The CFTC Division of Swap Dealer and Intermediary Oversight ("DSIO") granted relief to a commodity pool operator ("CPO") from certain reporting requirements under CFTC Rule 4.7. As part of a seeding arrangement, the CPO operates non-U.S. pools, in which its parent company invests from its general account assets. The funds managed by the CPO are organized under the laws of various European jurisdictions.
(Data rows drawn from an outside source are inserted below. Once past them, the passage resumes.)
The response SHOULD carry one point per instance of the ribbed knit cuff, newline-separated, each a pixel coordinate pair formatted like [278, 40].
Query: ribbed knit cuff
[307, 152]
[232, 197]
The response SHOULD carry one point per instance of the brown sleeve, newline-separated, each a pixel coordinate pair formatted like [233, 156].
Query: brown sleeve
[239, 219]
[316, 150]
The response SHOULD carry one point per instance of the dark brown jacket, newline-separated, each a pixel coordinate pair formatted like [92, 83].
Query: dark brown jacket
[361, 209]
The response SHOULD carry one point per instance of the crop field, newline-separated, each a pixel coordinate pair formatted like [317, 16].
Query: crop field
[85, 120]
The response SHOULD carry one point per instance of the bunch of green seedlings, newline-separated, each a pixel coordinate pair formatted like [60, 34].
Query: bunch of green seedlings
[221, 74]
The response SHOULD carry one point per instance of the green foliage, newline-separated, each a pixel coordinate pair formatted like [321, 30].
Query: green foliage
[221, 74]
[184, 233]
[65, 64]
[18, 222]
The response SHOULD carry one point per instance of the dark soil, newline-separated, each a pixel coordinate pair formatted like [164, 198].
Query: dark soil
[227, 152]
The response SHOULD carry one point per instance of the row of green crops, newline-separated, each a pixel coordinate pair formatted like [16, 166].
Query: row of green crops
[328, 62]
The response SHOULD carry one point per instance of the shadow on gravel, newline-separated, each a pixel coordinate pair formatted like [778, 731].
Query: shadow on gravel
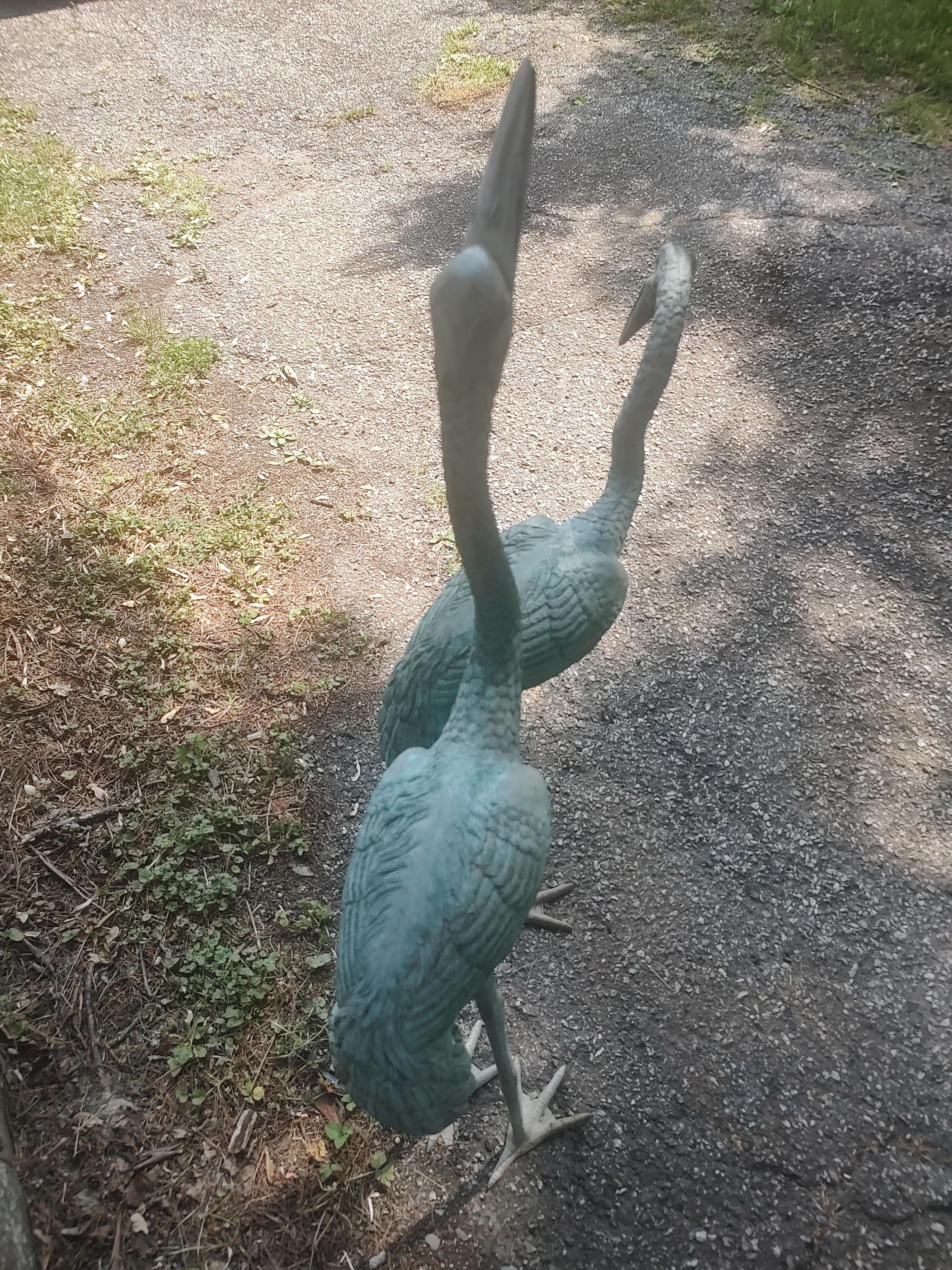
[753, 787]
[18, 8]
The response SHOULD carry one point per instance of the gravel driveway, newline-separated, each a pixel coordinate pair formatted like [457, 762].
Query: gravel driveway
[750, 777]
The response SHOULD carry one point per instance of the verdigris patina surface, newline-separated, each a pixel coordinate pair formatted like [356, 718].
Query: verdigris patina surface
[456, 839]
[572, 584]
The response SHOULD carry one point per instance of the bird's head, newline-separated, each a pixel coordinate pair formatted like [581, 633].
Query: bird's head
[472, 299]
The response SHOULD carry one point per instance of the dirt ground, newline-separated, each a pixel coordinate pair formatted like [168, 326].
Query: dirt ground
[750, 777]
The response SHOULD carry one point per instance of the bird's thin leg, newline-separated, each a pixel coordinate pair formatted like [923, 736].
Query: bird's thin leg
[536, 916]
[531, 1122]
[482, 1076]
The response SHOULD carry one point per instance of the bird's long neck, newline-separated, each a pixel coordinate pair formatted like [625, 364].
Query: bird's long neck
[606, 524]
[488, 703]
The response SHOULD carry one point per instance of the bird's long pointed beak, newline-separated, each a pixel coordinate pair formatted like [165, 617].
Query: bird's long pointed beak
[675, 269]
[501, 200]
[644, 309]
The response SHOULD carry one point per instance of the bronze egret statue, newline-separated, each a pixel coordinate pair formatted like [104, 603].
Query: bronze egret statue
[571, 580]
[456, 838]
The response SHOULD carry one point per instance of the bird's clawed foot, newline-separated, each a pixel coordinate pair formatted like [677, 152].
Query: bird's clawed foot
[539, 1123]
[538, 918]
[480, 1075]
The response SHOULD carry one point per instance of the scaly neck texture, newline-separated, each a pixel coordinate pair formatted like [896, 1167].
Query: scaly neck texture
[487, 708]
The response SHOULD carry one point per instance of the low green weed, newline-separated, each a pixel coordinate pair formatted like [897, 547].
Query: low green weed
[175, 186]
[461, 76]
[44, 189]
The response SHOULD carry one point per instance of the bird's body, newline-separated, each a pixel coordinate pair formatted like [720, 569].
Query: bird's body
[446, 867]
[571, 578]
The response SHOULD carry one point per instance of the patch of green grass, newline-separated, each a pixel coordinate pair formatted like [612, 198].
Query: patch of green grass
[145, 326]
[96, 425]
[180, 363]
[27, 332]
[176, 186]
[922, 116]
[15, 116]
[760, 100]
[351, 116]
[826, 41]
[461, 76]
[44, 190]
[175, 364]
[874, 39]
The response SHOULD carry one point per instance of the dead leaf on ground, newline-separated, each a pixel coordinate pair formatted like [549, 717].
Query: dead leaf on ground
[329, 1108]
[87, 1121]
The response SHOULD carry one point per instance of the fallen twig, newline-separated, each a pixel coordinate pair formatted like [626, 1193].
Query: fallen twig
[821, 88]
[58, 873]
[72, 822]
[92, 1029]
[157, 1158]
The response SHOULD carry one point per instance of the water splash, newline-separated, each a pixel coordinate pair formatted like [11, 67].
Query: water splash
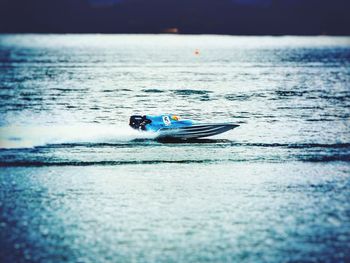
[32, 136]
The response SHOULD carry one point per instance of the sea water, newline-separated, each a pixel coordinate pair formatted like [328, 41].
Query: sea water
[78, 185]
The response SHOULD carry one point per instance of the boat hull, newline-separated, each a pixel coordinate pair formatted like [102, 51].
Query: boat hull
[196, 131]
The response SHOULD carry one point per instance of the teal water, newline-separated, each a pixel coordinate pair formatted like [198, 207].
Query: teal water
[78, 185]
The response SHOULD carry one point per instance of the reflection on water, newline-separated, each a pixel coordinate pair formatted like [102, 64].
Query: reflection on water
[275, 189]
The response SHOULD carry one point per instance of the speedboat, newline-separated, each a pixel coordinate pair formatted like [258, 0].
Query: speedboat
[173, 127]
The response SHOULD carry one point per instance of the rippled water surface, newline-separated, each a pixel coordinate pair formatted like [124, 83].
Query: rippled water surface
[77, 184]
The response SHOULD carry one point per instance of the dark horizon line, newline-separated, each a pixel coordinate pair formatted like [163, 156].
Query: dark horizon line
[162, 33]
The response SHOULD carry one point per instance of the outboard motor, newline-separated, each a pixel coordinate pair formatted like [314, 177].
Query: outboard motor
[139, 122]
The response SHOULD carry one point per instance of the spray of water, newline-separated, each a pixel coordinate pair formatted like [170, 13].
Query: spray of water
[31, 136]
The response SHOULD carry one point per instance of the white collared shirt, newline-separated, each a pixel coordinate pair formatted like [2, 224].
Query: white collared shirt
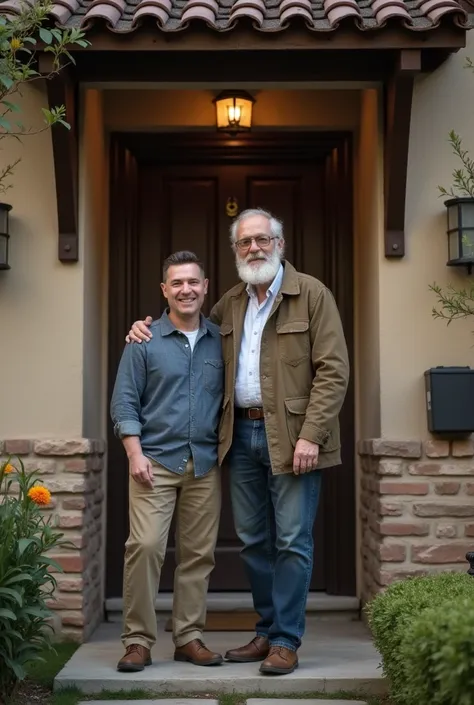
[247, 382]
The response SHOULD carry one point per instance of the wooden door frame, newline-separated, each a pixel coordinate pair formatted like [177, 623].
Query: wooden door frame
[127, 151]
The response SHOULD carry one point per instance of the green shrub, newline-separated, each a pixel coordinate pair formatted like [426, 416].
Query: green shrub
[392, 612]
[25, 581]
[438, 652]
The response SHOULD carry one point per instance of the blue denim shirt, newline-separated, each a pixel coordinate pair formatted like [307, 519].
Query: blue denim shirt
[171, 396]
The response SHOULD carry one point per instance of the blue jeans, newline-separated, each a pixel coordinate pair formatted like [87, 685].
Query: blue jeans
[274, 517]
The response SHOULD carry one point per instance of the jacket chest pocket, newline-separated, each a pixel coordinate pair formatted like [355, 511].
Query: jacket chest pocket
[293, 342]
[214, 376]
[227, 340]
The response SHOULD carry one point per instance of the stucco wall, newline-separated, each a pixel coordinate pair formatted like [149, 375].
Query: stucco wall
[368, 208]
[411, 341]
[40, 298]
[93, 198]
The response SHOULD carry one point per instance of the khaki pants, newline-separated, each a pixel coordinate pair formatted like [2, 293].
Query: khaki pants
[198, 504]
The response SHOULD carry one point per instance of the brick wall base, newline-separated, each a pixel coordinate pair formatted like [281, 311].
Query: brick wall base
[73, 471]
[416, 509]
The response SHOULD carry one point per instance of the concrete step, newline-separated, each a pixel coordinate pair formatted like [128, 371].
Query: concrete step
[335, 656]
[320, 603]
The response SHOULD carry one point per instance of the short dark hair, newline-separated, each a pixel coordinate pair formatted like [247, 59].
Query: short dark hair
[181, 257]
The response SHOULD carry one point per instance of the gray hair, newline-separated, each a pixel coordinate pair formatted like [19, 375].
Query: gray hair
[276, 226]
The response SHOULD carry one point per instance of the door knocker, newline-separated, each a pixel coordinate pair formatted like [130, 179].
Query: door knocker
[231, 207]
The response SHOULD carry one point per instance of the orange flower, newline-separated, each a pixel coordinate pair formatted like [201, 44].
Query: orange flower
[40, 495]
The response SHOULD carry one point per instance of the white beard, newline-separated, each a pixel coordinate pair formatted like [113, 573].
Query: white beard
[264, 273]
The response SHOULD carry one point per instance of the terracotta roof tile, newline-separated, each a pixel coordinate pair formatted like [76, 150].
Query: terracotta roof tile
[124, 16]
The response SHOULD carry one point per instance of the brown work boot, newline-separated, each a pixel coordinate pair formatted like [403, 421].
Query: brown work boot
[135, 659]
[196, 652]
[280, 661]
[256, 650]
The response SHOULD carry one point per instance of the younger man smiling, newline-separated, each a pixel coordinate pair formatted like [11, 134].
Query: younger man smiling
[172, 452]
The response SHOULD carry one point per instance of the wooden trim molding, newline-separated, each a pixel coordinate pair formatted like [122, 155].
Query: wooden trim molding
[62, 90]
[398, 104]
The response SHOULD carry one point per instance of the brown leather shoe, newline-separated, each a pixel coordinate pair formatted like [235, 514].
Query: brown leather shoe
[280, 661]
[256, 650]
[196, 652]
[135, 659]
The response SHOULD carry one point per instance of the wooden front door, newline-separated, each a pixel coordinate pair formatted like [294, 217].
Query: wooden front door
[175, 192]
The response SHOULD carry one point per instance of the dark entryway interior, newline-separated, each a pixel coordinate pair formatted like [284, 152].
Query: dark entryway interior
[180, 191]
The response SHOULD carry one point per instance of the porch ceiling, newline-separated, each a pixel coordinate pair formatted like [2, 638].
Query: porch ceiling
[321, 16]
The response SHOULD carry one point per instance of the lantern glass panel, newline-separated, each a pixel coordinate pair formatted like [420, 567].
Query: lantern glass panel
[234, 112]
[3, 250]
[454, 245]
[467, 244]
[453, 217]
[467, 215]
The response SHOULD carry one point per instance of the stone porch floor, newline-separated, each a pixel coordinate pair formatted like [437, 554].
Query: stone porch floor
[337, 654]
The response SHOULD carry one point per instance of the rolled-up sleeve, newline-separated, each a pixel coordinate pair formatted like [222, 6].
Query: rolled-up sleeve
[125, 405]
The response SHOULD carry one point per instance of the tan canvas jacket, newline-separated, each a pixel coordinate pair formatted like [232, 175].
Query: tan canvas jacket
[304, 368]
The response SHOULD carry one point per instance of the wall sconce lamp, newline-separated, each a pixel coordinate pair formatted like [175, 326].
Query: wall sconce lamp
[234, 111]
[5, 208]
[460, 232]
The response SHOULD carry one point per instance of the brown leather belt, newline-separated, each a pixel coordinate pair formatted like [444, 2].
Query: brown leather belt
[254, 413]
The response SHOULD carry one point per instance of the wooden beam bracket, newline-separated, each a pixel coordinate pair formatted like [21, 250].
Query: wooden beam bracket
[62, 90]
[398, 104]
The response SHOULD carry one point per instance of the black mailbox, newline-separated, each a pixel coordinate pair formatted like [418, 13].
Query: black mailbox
[450, 400]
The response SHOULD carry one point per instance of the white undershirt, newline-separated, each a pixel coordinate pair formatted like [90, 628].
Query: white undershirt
[191, 335]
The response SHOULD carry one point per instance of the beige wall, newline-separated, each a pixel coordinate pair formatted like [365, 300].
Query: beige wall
[93, 198]
[368, 201]
[40, 298]
[54, 376]
[149, 109]
[411, 341]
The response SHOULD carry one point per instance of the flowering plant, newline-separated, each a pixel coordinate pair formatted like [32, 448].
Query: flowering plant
[25, 581]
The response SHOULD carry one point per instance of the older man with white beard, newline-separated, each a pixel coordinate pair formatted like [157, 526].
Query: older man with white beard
[286, 378]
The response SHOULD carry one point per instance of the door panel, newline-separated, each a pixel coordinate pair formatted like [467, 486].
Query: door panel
[183, 206]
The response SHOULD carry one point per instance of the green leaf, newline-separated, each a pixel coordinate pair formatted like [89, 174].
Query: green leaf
[22, 577]
[4, 612]
[36, 612]
[6, 124]
[12, 593]
[11, 106]
[46, 35]
[23, 545]
[17, 669]
[7, 81]
[43, 560]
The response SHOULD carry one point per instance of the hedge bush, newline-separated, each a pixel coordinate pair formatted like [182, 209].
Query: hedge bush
[392, 613]
[438, 653]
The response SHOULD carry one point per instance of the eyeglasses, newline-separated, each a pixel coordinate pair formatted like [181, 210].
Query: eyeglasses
[261, 241]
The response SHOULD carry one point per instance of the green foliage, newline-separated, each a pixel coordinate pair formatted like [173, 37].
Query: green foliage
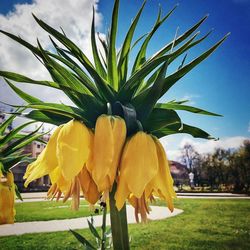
[12, 143]
[225, 170]
[90, 86]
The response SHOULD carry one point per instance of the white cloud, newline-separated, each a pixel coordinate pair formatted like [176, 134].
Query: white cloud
[201, 146]
[73, 16]
[190, 98]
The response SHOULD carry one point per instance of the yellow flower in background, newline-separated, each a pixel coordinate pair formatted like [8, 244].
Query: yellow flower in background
[109, 138]
[7, 198]
[144, 173]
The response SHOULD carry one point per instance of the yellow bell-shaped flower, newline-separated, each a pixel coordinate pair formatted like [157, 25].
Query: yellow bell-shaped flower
[68, 148]
[7, 198]
[73, 148]
[82, 183]
[46, 162]
[63, 159]
[162, 184]
[139, 165]
[109, 138]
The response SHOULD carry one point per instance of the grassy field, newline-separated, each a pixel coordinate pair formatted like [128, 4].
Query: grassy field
[205, 224]
[49, 210]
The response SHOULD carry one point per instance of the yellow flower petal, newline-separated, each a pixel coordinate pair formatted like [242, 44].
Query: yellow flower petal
[162, 183]
[73, 148]
[45, 162]
[103, 151]
[139, 163]
[109, 138]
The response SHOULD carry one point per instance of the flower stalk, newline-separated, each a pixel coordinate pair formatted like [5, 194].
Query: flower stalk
[119, 223]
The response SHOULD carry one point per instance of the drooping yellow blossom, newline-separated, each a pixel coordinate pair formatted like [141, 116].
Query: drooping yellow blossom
[73, 148]
[162, 184]
[46, 162]
[82, 183]
[64, 158]
[144, 174]
[139, 164]
[7, 198]
[109, 138]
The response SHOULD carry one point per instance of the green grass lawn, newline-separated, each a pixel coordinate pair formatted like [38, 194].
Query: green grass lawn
[49, 210]
[205, 224]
The DSIO agreed to provide relief from the following requirements:

Under CFTC Rule 4.7(b)(1), a CPO is required to include a certain disclaimer on the cover of an offering document or, alternately, above the signature block of each investor's subscription agreement. The CPO represented that this requirement would (i) be costly and time-consuming, as the CPO would need to receive approval from the pool's home country regulator to add such language, (ii) be unfamiliar to investors, and possibly cause confusion, placing the CPO at a competitive disadvantage, and (iii) be unlikely to enhance investor protection.

Under CFTC Rule 4.7(b)(2), a CPO must prepare and distribute account statements to investors on a quarterly basis, within 30 days from the end of a reporting period. The CPO claimed that (i) the pools' home country regulators already require substantially similar monthly reporting, (ii) the relevant regulatory frameworks do not support a quarterly certification process, and (iii) such reports may confuse investors, as European funds do not distribute statements in this manner.

CFTC Rule 4.7(b)(3) requires an audited annual report to be filed and distributed within 90 days of the end of a fiscal year. According to the CPO, (i) home country regulations already require similar annual report requirements, made available online to investors with optional mailing available via investor requests, (ii) it is uncertain whether the funds' distributors would be willing to facilitate such a large-scale distribution process, (iii) it would be disruptive to adjust the audit standard used by the CPO, and (iv) related disclosure requirements may be confusing to investors.

Commentary / Bob Zwirb

CPOs operating under CFTC Rule 4.7 are exempt from many of the disclosure, reporting and recordkeeping requirements otherwise applicable to fully regulated CPOs. That is why the Rule 4.7 scheme is referred to as a "light" regulatory regime and is well suited for pools comprised solely of "qualified eligible persons." But while many of the requirements do not apply here, some do, and those that do may overlap or conflict with those required by non-U.S. regulators. The relief sought illustrates some of the difficulties that can arise even under a lighter regulatory scheme when such cross-border overlap occurs, and even when only one U.S. investor is involved, as is the case here. In such an environment, the CFTC's conclusion that "the factors in favor of the . . . request for relief outweigh the incremental investor protections that Commission Regulation 4.7 would otherwise provide" states well the underlying reality in this case and reflects an admirable example of administrative restraint.